The received wisdom has been that cloud computing is the greener option. Companies have generally reckoned that by making better use of servers, by using virtualisation and by paying for what's needed, energy consumption will be reduced.

It's true that there have been some naysayers to this - Greenpeace produced a report earlier this year decrying cloud as the least green option, but that report concentrated on how data-centres were powered rather than on the cloud data centres per se. In particular, Greenpeace deplored the practice of siting data centres in areas where they could be driven by coal-fired power stations - an objection that could be overcome by the use of more energy efficiency and carbon-neutral technology.

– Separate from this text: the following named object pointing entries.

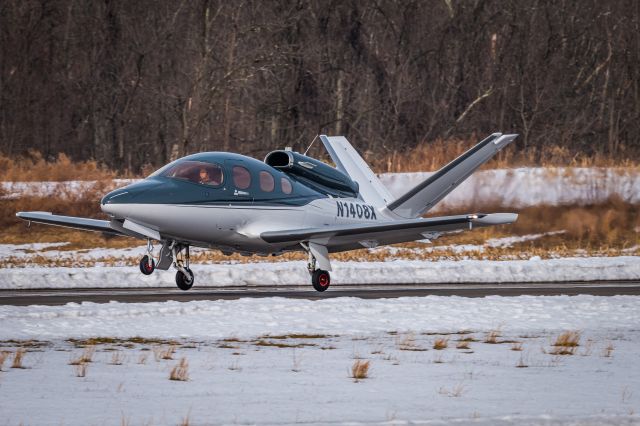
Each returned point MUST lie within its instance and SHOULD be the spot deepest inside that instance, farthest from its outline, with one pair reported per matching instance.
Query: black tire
(321, 280)
(184, 282)
(144, 265)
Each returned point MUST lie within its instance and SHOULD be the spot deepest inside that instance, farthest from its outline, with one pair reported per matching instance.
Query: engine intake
(313, 173)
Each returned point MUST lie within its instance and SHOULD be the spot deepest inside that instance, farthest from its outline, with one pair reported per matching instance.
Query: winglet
(425, 195)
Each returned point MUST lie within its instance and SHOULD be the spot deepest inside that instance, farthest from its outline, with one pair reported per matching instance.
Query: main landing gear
(147, 263)
(320, 279)
(171, 253)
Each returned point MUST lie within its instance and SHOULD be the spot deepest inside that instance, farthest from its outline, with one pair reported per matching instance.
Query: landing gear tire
(146, 267)
(184, 282)
(320, 279)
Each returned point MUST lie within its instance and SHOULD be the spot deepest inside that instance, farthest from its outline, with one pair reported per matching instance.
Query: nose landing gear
(170, 253)
(320, 279)
(147, 265)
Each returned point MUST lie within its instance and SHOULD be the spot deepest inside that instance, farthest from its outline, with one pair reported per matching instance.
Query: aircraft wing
(82, 223)
(348, 237)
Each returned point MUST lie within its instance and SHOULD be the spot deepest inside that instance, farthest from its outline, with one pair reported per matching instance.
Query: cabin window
(196, 172)
(241, 177)
(267, 183)
(286, 185)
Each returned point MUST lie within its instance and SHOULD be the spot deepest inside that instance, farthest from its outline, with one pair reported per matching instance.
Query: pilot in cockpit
(205, 178)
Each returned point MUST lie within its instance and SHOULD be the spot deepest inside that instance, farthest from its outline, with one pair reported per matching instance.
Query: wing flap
(349, 162)
(82, 223)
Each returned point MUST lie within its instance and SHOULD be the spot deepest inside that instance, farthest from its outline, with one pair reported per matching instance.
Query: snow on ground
(521, 187)
(295, 273)
(263, 373)
(133, 254)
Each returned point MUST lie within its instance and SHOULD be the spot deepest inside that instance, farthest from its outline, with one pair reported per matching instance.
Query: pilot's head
(204, 175)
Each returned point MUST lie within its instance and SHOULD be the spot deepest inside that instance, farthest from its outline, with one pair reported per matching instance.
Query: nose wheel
(185, 279)
(320, 279)
(147, 265)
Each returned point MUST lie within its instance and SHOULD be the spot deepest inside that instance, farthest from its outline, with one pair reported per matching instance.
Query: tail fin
(349, 162)
(425, 195)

Australian researchers, however, have produced a study that claims that the cloud is intrinsically environmentally unfriendly. Researchers from the University of Melbourne have found that cloud is not always the cleanest option. In a departure from previous research, the academics have looked not just at the energy consumed within data centres but at the energy required to access that information -the researchers found that transporting data between data centres and users' computers, whether in the office or the home, can itself consume large amounts of energy.

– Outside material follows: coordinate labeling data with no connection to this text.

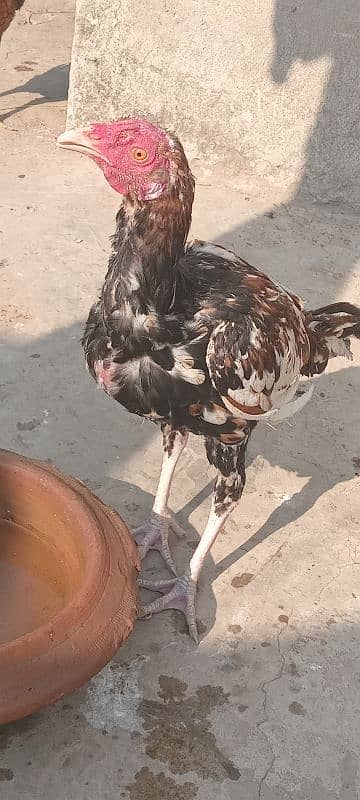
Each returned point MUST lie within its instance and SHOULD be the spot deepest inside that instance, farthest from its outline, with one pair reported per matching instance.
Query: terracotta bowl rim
(94, 554)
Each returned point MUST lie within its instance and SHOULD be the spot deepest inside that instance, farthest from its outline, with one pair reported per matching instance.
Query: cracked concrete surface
(267, 707)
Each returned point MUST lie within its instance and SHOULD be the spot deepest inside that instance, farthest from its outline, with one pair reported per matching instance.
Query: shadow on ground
(52, 86)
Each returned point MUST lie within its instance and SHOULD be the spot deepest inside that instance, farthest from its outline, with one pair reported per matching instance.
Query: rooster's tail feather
(329, 329)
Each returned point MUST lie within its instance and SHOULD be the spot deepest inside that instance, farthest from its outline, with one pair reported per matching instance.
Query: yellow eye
(139, 154)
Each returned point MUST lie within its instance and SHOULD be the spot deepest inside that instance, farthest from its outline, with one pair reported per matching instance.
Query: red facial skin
(133, 154)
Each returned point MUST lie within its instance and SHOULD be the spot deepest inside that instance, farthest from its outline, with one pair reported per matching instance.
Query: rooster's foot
(178, 593)
(154, 535)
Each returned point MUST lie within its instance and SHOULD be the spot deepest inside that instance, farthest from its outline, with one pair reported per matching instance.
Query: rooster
(191, 336)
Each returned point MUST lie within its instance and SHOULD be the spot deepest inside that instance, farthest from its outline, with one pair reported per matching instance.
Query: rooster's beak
(80, 141)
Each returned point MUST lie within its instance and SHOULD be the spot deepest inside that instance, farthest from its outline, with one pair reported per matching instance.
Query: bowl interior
(42, 561)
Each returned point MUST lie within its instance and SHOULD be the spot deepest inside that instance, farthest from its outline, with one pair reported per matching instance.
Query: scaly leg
(153, 534)
(179, 593)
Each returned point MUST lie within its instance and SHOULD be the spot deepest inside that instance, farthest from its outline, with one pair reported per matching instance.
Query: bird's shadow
(52, 86)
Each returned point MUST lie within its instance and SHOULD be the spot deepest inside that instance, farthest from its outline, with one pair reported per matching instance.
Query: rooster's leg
(153, 534)
(179, 593)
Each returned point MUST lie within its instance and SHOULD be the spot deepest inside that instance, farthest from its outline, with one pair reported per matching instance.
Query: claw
(154, 535)
(178, 593)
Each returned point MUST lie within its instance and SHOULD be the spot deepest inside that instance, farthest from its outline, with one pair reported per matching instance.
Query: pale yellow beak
(80, 141)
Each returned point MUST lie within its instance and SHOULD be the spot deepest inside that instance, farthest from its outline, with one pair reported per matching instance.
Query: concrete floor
(267, 707)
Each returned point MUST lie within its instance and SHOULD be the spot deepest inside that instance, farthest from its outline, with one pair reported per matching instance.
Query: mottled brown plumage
(191, 336)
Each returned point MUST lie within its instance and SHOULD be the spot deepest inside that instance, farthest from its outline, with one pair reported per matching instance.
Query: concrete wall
(264, 88)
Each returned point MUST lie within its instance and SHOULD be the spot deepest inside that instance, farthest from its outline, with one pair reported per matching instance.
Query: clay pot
(68, 593)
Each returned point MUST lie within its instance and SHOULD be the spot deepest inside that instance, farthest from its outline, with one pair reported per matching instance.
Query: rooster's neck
(149, 239)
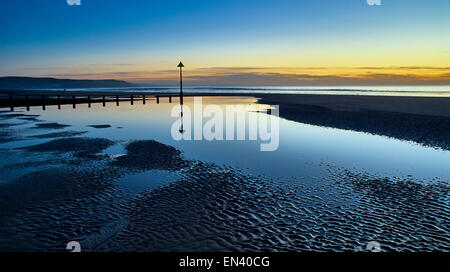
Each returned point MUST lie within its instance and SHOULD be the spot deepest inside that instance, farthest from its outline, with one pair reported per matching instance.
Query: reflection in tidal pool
(139, 189)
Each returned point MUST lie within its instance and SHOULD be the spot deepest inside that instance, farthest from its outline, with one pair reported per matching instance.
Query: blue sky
(142, 40)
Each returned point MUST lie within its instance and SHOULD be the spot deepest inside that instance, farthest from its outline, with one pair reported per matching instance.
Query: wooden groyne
(27, 98)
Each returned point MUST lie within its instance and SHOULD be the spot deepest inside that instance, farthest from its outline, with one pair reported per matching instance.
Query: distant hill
(54, 83)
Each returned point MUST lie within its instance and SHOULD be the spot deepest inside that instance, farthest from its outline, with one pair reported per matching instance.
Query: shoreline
(424, 120)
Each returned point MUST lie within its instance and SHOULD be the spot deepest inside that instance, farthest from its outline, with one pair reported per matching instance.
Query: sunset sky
(301, 42)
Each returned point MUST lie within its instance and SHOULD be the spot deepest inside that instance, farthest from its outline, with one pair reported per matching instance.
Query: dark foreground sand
(69, 191)
(425, 120)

In an interview with website Physorg.com, researchers' leader Rod Tucker said "Some papers that have claimed that cloud computing provides a 'greener' alternative to current desktop computing fail to include the energy consumption involved with transporting the data from the user into the cloud. In many cases, we may find that the data centre used by the cloud-based services are located in another city, state or even country.”

There's also plenty in the report about battery life of mobile consumption and the energy consumed by using the public Internet (more router hops for example). This seems a strange report. Would the power consumed by using a mobile device really exceed the power consumed by using a laptop within the home? And yes, there is a cost in receiving that data but what if you're storing your data in the energy-efficient Icelandic one mentioned above? And what about the energy savings by sending data over a mobile than in a copper cable?

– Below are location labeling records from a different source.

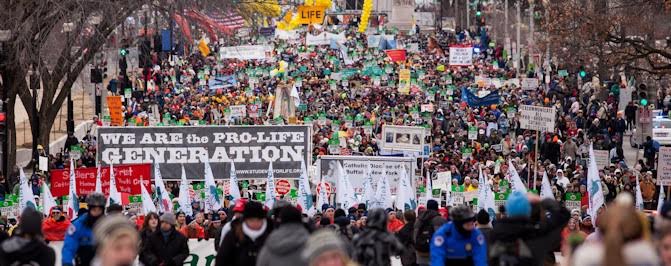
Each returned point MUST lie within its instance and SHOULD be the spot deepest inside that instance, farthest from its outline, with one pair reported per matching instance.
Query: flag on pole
(48, 200)
(234, 190)
(115, 196)
(27, 199)
(515, 178)
(212, 199)
(164, 202)
(184, 199)
(304, 196)
(270, 187)
(73, 200)
(546, 189)
(596, 198)
(147, 202)
(99, 184)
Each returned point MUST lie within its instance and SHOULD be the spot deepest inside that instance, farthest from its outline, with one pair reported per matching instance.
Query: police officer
(78, 245)
(458, 242)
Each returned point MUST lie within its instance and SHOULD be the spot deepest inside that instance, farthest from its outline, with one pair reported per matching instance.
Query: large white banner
(244, 52)
(356, 167)
(461, 56)
(202, 252)
(537, 118)
(324, 38)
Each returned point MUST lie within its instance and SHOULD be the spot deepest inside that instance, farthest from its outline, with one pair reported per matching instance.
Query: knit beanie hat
(320, 242)
(518, 205)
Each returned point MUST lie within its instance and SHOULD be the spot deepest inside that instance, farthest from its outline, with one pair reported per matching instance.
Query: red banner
(127, 179)
(396, 55)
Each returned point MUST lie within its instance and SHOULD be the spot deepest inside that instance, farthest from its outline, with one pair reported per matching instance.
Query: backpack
(510, 253)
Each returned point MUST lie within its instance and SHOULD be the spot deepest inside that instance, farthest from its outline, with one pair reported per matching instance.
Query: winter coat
(239, 249)
(284, 246)
(158, 251)
(21, 251)
(374, 246)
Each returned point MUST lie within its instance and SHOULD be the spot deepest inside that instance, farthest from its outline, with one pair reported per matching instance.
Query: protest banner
(403, 138)
(244, 52)
(537, 118)
(664, 166)
(356, 167)
(252, 148)
(127, 177)
(114, 107)
(461, 55)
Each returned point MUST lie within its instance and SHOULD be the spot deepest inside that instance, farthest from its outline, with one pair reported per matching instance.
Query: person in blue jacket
(458, 242)
(78, 245)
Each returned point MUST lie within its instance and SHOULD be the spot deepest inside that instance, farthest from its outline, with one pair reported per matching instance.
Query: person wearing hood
(27, 246)
(166, 246)
(56, 225)
(285, 244)
(374, 246)
(242, 244)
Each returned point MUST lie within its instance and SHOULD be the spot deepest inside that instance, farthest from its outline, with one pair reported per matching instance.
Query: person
(165, 246)
(55, 226)
(242, 244)
(78, 245)
(325, 248)
(285, 244)
(426, 225)
(26, 247)
(406, 236)
(374, 246)
(458, 242)
(117, 241)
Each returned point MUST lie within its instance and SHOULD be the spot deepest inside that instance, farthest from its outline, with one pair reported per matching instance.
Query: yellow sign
(311, 14)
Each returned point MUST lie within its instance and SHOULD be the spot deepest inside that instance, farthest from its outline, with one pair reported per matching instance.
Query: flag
(270, 187)
(184, 199)
(405, 198)
(596, 198)
(345, 192)
(147, 202)
(304, 196)
(26, 194)
(212, 200)
(234, 190)
(114, 196)
(99, 185)
(639, 195)
(546, 189)
(515, 179)
(73, 201)
(164, 202)
(48, 200)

No-one will deny that a lot can be done to improve data centre energy efficiency and no-one will deny that they're a big drain on energy resources - IT emits as much carbon dioxode as the airline industry according to Gartner - and that's a figure that needs to be reduced.

>But the calculations are hugely complex: the Australian researchers have taken a snapshot of the industry but it's a selective one. What about the calculation of someone accessing data from his home computer rather than travelling to his corporate offices to do so? What about the automation of processes by computer that might have needed manual intervention some years ago? The Melbourne report has been a useful reminder that other factors come into play apart from calculating data centre emissions but those variables go beyond the cost of transmitting data.

The cloud computing world is going to mean a whole ecosystem of connected servers, PCs and mobile devices. We can take a stab at cost savings and environmental impact but we're not going to get a 100 percent accurate figure - the real world is not a lab. I  suspect that, in the short term, cloud computing will not be automatically the most environmentally sound approach but as servers become more efficient, as less energy is used to construct devices and as environmental factors are built into data centres, we'll start seeing a shift in attitudes.